04 July 2017, 7am
Grete Waitz blazed a pioneering trail which changed views on women competing in the Marathon. She had a full career at track and cross country – including two world Cross country titles up to that point – before turning her attention to what was then an infrequently contested distance for women.
Competing in the New York City Marathon in 1978 she posted the first of four world records (or ‘world bests’ as they were then known) in her debut race. She improved her own world record from the 2:32:30 she recorded in that race to 2:27:33 in 1979 and 2:25:41 in 1980.
Those performances blew apart the still quaintly-held notion that women competing in long distance races were endangering their health. The first continental championship at the women’s marathon was incorporated into the 1982 European Championships in Athens and the Olympic Games followed suit in 1984 in Los Angeles. Waitz finished second in those Games but continued to compete at the highest level in the Marathon through to the end of the 1990s.
Born as Grete Andersen in Oslo on 1 October 1953 she began to run as a teenager over distances from 400m and 800m – at which she won Norwegian national titles. Gradually she extended the distance at which she competed and found increasing success. In 1971 she set a 1500m European junior record of 4:17 and the following year was selected to compete at that distance (the longest at which women were allowed to compete at that time) at the 1972 Olympics Games in Munich.

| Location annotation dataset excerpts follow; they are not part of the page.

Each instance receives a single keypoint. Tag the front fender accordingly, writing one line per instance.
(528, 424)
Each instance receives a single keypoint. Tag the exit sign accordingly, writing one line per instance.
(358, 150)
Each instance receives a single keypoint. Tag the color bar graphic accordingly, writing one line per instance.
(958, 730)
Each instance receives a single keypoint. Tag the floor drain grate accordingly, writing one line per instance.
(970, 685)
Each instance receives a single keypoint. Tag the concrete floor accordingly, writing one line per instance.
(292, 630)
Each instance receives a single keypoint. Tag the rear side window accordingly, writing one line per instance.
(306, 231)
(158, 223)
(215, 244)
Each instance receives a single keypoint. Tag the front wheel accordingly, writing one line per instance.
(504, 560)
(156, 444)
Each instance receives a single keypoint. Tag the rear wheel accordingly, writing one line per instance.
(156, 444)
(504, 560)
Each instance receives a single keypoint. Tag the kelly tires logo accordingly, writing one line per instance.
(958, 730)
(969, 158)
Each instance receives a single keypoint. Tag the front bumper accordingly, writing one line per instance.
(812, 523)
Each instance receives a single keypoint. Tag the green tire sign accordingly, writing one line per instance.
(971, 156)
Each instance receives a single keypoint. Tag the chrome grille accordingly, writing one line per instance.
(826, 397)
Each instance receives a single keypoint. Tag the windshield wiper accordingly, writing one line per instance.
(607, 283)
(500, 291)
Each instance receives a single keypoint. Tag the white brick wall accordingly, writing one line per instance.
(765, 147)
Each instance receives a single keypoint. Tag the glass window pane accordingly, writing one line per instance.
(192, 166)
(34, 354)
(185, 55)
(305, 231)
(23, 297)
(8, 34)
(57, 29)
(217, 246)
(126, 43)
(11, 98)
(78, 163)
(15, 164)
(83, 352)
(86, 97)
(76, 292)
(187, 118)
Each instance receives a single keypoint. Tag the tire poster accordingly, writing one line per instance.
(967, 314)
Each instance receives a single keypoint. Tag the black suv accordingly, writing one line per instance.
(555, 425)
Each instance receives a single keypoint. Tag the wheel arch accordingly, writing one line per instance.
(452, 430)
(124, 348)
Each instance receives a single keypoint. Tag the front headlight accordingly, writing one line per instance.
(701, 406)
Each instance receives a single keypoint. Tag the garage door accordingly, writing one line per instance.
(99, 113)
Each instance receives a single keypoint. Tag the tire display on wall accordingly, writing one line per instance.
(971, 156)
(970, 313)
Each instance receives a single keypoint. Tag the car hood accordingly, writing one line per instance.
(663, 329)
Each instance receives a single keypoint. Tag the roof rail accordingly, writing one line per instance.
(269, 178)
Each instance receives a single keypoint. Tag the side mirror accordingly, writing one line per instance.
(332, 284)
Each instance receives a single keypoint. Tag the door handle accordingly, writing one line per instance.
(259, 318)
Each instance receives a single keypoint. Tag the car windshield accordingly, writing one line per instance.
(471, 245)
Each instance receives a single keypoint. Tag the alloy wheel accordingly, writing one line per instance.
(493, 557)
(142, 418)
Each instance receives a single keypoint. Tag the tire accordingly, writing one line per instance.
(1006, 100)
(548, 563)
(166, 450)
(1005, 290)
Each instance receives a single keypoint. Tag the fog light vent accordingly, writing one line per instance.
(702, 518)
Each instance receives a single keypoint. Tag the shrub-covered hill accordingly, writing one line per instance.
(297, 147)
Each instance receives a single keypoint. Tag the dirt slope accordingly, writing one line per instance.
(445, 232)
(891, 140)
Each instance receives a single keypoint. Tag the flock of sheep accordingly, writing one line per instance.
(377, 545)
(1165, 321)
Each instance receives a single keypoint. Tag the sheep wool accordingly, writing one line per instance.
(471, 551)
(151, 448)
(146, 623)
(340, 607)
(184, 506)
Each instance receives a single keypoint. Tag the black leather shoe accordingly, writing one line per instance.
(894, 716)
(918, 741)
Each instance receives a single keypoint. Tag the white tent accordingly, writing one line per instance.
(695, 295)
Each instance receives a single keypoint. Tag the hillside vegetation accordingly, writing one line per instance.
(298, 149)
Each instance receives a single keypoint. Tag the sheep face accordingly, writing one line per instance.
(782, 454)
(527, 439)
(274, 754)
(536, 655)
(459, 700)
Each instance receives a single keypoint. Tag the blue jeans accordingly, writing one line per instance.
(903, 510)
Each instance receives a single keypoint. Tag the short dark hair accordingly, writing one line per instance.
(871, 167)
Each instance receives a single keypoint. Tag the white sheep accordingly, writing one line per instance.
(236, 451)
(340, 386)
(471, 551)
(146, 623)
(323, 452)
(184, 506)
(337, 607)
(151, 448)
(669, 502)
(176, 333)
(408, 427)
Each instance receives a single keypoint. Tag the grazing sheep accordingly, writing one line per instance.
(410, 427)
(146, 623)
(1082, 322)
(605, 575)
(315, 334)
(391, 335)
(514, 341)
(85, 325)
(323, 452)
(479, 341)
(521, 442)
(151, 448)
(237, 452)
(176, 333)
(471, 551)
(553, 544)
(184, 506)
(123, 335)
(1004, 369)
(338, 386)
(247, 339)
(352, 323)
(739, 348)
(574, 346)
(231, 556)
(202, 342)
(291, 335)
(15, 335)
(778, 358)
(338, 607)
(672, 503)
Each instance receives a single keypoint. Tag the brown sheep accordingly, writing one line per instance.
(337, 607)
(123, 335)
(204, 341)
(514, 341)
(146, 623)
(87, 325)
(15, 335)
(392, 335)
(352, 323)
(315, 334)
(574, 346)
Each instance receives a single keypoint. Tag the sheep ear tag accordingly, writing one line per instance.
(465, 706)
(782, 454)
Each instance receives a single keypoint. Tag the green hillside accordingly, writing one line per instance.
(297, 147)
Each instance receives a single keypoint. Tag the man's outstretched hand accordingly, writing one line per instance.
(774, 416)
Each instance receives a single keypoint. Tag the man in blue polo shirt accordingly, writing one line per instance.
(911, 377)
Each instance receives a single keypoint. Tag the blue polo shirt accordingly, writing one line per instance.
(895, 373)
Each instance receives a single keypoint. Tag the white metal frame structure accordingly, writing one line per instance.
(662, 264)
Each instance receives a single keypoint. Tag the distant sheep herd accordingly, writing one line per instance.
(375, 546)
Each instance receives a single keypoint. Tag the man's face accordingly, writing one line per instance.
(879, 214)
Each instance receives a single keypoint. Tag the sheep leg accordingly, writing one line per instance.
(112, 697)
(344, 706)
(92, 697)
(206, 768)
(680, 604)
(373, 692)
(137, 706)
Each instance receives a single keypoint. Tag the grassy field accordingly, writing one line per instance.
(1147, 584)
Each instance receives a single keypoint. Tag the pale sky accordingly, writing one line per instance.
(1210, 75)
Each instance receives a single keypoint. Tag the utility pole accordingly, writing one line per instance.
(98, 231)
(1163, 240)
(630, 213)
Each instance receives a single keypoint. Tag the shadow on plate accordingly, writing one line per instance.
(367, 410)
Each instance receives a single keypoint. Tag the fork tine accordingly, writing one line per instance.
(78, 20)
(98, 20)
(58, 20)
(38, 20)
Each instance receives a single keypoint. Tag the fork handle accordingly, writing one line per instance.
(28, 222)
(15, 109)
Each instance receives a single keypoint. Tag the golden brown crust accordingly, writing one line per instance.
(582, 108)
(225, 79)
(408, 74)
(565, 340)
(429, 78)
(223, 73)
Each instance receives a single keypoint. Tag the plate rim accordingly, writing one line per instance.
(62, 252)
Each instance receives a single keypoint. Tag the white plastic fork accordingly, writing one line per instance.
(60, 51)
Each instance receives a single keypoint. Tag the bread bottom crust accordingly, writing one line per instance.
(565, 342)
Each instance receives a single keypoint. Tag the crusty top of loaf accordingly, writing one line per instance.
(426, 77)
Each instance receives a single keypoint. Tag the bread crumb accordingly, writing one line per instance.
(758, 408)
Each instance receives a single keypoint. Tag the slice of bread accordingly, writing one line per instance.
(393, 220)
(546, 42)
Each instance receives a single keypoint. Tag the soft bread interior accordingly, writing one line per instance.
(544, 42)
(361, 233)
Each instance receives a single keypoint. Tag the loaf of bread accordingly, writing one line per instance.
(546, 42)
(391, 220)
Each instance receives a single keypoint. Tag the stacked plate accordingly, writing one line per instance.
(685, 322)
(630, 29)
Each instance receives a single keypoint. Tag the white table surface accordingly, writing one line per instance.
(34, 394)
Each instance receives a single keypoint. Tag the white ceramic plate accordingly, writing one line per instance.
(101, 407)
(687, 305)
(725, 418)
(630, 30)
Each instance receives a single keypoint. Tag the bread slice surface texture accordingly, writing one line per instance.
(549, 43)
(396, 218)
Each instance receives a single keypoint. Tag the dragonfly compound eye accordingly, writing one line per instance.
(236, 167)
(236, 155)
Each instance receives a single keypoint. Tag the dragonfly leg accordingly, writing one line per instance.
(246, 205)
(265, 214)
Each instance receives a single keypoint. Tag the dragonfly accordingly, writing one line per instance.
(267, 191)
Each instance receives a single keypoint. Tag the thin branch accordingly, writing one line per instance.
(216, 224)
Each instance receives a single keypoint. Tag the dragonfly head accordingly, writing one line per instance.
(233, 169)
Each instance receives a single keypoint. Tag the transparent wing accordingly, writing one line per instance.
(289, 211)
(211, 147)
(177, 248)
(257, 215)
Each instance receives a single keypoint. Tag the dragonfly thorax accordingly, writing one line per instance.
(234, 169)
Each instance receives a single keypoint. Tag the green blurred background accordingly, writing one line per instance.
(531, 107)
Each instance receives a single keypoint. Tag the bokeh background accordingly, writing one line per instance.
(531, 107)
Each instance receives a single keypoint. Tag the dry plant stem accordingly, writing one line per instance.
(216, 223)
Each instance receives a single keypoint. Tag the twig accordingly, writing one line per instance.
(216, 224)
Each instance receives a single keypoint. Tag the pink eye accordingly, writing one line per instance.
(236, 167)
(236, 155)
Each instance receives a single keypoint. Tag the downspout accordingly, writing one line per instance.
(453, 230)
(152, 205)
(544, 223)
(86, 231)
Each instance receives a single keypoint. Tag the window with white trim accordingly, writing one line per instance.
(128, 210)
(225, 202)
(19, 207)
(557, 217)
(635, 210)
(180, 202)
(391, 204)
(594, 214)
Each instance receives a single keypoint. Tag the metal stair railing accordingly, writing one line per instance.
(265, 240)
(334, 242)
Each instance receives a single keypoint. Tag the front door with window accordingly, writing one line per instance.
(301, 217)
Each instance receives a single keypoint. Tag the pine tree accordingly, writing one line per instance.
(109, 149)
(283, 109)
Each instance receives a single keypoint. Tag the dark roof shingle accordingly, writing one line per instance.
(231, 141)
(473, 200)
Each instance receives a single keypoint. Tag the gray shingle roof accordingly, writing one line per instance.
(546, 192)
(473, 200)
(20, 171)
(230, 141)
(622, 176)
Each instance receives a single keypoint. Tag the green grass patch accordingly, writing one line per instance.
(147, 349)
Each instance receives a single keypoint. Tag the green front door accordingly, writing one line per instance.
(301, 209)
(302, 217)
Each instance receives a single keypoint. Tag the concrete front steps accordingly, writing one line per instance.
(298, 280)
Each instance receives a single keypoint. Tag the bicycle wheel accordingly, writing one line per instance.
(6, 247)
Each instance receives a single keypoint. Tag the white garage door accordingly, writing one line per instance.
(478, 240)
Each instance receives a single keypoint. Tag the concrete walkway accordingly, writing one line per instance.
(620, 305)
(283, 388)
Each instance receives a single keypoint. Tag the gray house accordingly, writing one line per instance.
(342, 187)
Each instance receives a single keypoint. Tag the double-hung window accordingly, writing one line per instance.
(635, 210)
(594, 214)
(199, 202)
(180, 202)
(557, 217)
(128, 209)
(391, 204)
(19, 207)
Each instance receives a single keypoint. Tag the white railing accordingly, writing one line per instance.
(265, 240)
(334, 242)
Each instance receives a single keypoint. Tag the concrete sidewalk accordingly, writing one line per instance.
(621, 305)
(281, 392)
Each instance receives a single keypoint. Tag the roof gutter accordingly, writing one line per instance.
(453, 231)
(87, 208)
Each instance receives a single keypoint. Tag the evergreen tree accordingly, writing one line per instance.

In the 1970s it was still almost unknown for men to make a living from running and for women it seemed impossible. Waitz’s parents, in common with nearly everyone else at that time, did not believe that her talent would be the means for her to earn a living so she studied at a teacher training college while competing.
She won a bronze medal in the 1500m at the European Championships in 1974 with a time of 4:05 but at this time women were starting to compete over 3000m on the track. Waitz showed her endurance potential by setting a world record at this distance of 8:46.6 in 1975, and improving it by a second in 1976. She competed in the Montreal Olympics that summer but at 1500m and was eliminated in the semi-finals.
By contrast next year she stormed to gold at the 3000m in the inaugural IAAF World Cup with a personal best of 8:43.5. She was also able to compete over longer distances by running cross country during the winter season and had found resounding success – becoming the World Cross Country Champion in 1977 and defending her title the following year. During the 1978 track season she set her best time at 1500m of 4:00.55 and won bronze at the European Championships with 8:34.33 in the 3000m.
This was the background against which she made her historic decision to contest the 1978 New York City Marathon: It must have seemed that whenever she stepped up a distance she set new world-leading marks but then the rest of the world caught up with her level of performance. Her husband and coach, Jack Waitz, advised her to give the Marathon a go and her brother Jan accompanied her not only to New York but throughout the race. Race director Fred Lebow, perhaps wary of the still financially precarious position of his race, was sceptical about the value of her likely performance.
That race, despite all her earlier success, made it seem that she had now found her true calling. She went on to win the race nine times and found that, at least in the first few years, she could also be a world beater at lesser distances on the road and continue to dominate at the World Cross Country Championships, which she won from 1977–1981 and again in 1983.
She smashed through the 2:30 ‘barrier’ in the 1979 New York Marathon and improved a further two minutes in the 1980 race. She won the World Championships Marathon title in Helsinki in 1983 after having set her final Marathon world record of 2:25:29 in London earlier that year. Olympic Gold eluded her: she had to give best to Joan Benoit at the 1984 Olympic Games in Los Angeles where she took silver.
She set a course record in the Stockholm Marathon in 1988 but at the Seoul Olympics she withdrew after 29km with a knee problem. Her last victory in New York came later that year but she finished fourth there in 1990. She ran the race one more time: Fred Lebow had been diagnosed with brain cancer but was in remission and the two of them completed the 1992 race together.
Waitz died of cancer on 19 April 2011, aged 57. Over the last few years of her life she had dedicated herself to fundraising for her cancer care foundation. She reached an agreement with her former sponsor Adidas to set aside 5% of the proceeds from the sale of their Grete Waitz and Modern Classics collections for the foundation – a sum which ran into millions of dollars a year.
The Norwegian government gave Waitz a state funeral: she was only the sixth woman to be accorded the honour. She remains an enduring national icon. The “Grete Waitz loppet” race in Oslo attracts thousands of runners each year. New York Road Runners hold an annual half marathon called “Grete’s Great Gallop” in her honour.